إِذَا قُلْتَ لِصَاحِبِكَ يَوْمَ الْجُمُعَةِ أَنْصِتْ . وَالإِمَامُ يَخْطُبُ فَقَدْ لَغَوْتَ

“Jika engkau berkata pada sahabatmu pada hari Jum’at, ‘Diamlah, khotib sedang berkhutbah!’ Sungguh engkau telah berkata sia-sia.”(HR. Bukhari no. 934 dan Muslim no. 851).

Bagas pun diam, namun tak lama kemudian dia pun mengajak bicara Hari, “Ri, bla bla bla bla”, tapi ku lihat Hari tidak menanggapinya, nampaknya adik ku Hari sudah mengetahui dalilnya. Akhirnya Bagas pun kembali terdiam. Iqomat pun terdengar, saatnya Shalat Jumat. shalat berlangsung dengan khidmat dan tidak ada yang dapat diceritakan kecuali kenikmatan dalam kekhusyukan. setelah selesai berdoa dan Shalat Ba’diyah, kami pun pulang menggunakan motor, dan aku memilih untuk dibonceng Bagas untuk membicarakan tindakannya tadi.

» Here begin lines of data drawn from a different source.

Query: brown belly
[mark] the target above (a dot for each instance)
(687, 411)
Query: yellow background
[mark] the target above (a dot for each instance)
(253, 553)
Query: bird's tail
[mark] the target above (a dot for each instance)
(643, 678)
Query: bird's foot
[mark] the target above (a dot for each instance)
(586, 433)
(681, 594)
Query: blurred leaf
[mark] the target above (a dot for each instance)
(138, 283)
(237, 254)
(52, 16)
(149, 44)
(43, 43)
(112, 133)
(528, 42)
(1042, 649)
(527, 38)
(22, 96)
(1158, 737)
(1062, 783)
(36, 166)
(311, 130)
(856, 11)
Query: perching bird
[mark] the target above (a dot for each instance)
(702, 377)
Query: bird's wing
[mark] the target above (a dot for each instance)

Aku tanyakan padanya apakah dia tidak mengetahui larangan berbicara saat khatib sudah naik mimbar, jawabnya tidak tahu, oh pantas saja, kamudian sebenarnya aku menunggu dia menanyakan bagaimana hukumnya, tapi dia tidak kunjung menanyakan, akhirnya akulah yang memulainya. Aku katakan bahwa jika kita berbicara sedangkan khatib sudah di atas mimbar, maka kita akan kehilangan pahala Shalat Jumat kita. Kemudian yang kutunggu adalah reaksinya, apakah dia akan merasa sedih ketika mendengar bahwa dia bisa jadi kehilangan pahala Shalat Jumatnya tadi, tapi kenyataanya, DATAR SAUDARA-SAUDARA, tidak tampak penyesalan sedikit pun, sedangkan aku masih ingat betul ekspresinya saat mendengar bahwa Hari kehilangan 70 ribu tadi pagi karena salah kirim pulsa.

Hikmah
Lihatlah para sahabat, Umar bin abdul aziz, Khalifah ke 5 setelah Abu Bakar As-Shidiq, Umar Bin Khattab, Utsman Bin Affan, dan Ali bin Abi Thalib, ketika kecil pernah menggunduli rambutnya, hanya karena pada suatu ketika beliau terlambat mengikuti takbiratul ikram pada shalat berjamaah gara-gara terlalu sibuk merapikan rambutnya, padahal hanya takbiratul ikram yang tertinggal. Sementara itu, buyutnya, Umar bin Khatab, menshadaqahkan kebunnya hanya gara-gara beliau terlambat Shalat berjamaah Ashar karena terlalu asyik dikebunnya.

Mari kita koreksi diri, adakah diri masih lebih mencintai dunia ketimbang akhirat. wallahu a’lam bishawwab.